O primeiro período de jogo foi o único em que houve certo equilíbrio no placar entre as equipes. O armador francês da franquia de San Antonio, Tony Parker, impressionou ao começar a partida com atuação espetacular, comandando todas as jogadas ofensivas de seu time e ainda exercendo ótima marcação sobre Chris Paul, armador adversário.
Nos doze minutos seguintes, o Spurs começou sua festa. Com impressionantes 17 pontos feitos e apenas 4 sofridos nos primeiros 6 minutos do segundo quarto, o Spurs tomou as rédeas da partida e não as largou mais até o fim. Tony Parker continuava se destacando, e Manu Ginóbili e Tim Duncan cresciam cada vez mais. Resultado: as equipes foram para o vestiário com os texanos liderando por 55 a 42.

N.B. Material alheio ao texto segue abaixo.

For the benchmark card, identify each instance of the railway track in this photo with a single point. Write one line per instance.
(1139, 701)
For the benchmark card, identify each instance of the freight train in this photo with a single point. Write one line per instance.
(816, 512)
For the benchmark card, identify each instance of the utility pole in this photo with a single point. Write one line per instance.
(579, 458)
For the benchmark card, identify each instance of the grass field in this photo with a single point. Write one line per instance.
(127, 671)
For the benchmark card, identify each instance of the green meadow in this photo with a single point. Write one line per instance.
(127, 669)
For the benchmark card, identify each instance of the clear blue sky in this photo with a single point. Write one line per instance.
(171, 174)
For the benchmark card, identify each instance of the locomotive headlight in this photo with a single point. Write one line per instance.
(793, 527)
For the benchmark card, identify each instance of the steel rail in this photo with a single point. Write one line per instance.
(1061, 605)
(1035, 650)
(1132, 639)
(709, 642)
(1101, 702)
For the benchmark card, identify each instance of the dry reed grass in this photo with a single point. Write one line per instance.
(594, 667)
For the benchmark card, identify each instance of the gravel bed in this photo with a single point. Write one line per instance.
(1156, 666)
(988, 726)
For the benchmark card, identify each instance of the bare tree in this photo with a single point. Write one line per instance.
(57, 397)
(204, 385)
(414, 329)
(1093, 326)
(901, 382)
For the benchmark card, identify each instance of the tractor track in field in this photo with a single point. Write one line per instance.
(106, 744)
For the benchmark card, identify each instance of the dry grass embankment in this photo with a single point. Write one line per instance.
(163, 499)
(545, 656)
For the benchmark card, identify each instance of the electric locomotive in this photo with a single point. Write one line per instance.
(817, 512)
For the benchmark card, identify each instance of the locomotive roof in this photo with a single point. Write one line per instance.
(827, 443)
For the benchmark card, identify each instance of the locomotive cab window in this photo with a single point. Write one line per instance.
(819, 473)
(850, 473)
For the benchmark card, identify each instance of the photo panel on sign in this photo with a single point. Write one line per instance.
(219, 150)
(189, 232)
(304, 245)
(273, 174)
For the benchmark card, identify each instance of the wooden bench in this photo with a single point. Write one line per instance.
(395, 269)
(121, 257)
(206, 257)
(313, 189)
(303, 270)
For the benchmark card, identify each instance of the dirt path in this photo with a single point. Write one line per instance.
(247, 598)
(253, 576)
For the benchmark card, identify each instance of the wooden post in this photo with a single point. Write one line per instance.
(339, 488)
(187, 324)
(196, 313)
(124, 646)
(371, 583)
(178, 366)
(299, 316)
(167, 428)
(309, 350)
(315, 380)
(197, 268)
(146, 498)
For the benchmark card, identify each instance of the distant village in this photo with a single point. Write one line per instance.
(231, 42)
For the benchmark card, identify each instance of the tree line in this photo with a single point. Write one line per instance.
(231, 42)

A vitória entretanto só seria consumada no terceiro período de jogo. Com o trio principal atuando muito bem e as importantes (e boas) atuações dos reservas Michael Finley e Ime Udoka, o Spurs conseguiu abrir ampla vantagem no quarto em questão. Antes que o cronômetro zerasse e as equipes fossem para os doze derradeiros minutos, a equipe do Texas liderava por confortáveis 24 pontos, com o placar apontando 85 a 61.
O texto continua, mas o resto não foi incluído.